Peritoneal abscesses and other fluid collections may be aspirated for diagnosis and drained under CT guidance; this technique has become a mainstay of therapy.

These diagnostic studies have little use in the initial evaluation of patients with suspected peritonitis or intra-abdominal sepsis. They are most frequently used in the evaluation of fever of unknown origin or in patients with persistent fever despite adequate antibiotic treatment and negative CT scan findings.

MRI is an emerging imaging modality for the diagnosis of suspected intra-abdominal abscesses. Abdominal abscesses demonstrate decreased signal intensity on T1-weighted images and homogeneous or heterogeneous increased signal intensity on T2-weighted images; abscesses are observed best on gadolinium-enhanced, T1-weighted, fat-suppressed images as well-defined fluid collections with rim enhancement.

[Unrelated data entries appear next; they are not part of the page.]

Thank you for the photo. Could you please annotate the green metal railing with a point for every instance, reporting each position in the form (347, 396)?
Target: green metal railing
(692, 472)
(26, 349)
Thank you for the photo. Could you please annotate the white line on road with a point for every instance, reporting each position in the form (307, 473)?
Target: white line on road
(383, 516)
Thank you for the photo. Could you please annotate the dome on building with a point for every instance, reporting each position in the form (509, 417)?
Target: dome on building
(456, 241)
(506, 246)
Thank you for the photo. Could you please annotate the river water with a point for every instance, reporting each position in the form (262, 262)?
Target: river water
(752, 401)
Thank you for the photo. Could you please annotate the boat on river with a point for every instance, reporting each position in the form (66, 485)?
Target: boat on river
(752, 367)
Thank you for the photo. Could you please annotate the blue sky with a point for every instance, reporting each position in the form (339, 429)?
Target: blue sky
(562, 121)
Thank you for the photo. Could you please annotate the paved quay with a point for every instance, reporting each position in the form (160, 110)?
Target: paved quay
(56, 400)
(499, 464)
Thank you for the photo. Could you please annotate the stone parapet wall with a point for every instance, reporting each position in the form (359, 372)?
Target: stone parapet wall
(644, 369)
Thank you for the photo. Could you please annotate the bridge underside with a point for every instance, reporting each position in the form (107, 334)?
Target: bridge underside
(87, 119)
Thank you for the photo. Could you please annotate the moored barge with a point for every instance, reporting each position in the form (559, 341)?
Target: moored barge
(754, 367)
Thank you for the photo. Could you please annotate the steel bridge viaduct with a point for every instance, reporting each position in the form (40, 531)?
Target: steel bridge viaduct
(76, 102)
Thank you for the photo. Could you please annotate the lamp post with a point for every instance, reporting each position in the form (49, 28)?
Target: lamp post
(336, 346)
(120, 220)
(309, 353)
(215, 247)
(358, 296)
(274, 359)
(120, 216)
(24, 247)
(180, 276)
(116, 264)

Limited availability and high cost, as well as the need for MRI-compatible patient support equipment and the length of the examination, currently limit its usefulness as a diagnostic tool in acute peritoneal infections, particularly for patients who are critically ill.

Conventional contrast studies (ie, Gastrografin swallow, upper GI tract study with follow-through, colorectal contrast enema, fistulogram, contrast studies of drains and stents) are reserved for specific indications in the setting of suspected peritonitis or peritoneal abscess.